Responsibilities
- Build and optimise the platform used by the data team to transform raw data into business insights.
- Build new data sources and pipelines that deliver key data and insights to the business, including integration with third party systems and ingestion through APIs.
- Scope and deliver new data engineering projects in collaboration with business stakeholders.
- Develop and deploy ML infrastructure to build out our ever growing AI requirements and use cases.
- Collaborate closely with our dev teams to build seamless integrations between our back end databases and our data platform.
- Shape the direction of our growing team and coach team members on best practices.
Qualifications
- First and foremost, a passion for decarbonisation.

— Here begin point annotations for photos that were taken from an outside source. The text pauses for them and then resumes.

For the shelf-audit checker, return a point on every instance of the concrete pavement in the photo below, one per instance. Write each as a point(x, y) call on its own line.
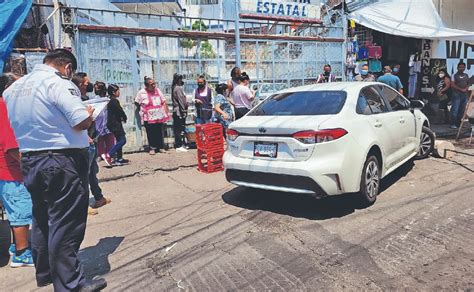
point(184, 230)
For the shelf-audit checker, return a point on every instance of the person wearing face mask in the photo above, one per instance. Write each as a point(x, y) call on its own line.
point(234, 80)
point(391, 80)
point(326, 76)
point(460, 88)
point(243, 97)
point(180, 112)
point(115, 119)
point(364, 75)
point(443, 92)
point(203, 102)
point(223, 108)
point(50, 123)
point(81, 80)
point(154, 113)
point(396, 69)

- A passion for writing high quality code and building lean processes.
- Experience with distributed data processing.
- Experience with monitoring, testing, and data quality.
- Ability to work with ambiguity and own problems end to end.
- Experience building robust pipelines from diverse sources such as SQL & No SQL databases and API endpoints.
- Experience or expertise with:
- Airflow
- AWS
- Kubernetes
- Spark & distributed computing
- dbt
- Terraform
- Databricks (desirable but not required)
- MLOps implementation (desirable but not required)
- Distributed system optimisation techniques.
- Governance.
Equal Opportunity Statement
As an equal opportunity employer, we do not discriminate on the basis of any protected attribute. Our commitment is to provide equal opportunities, an inclusive work environment, and fairness for everyone.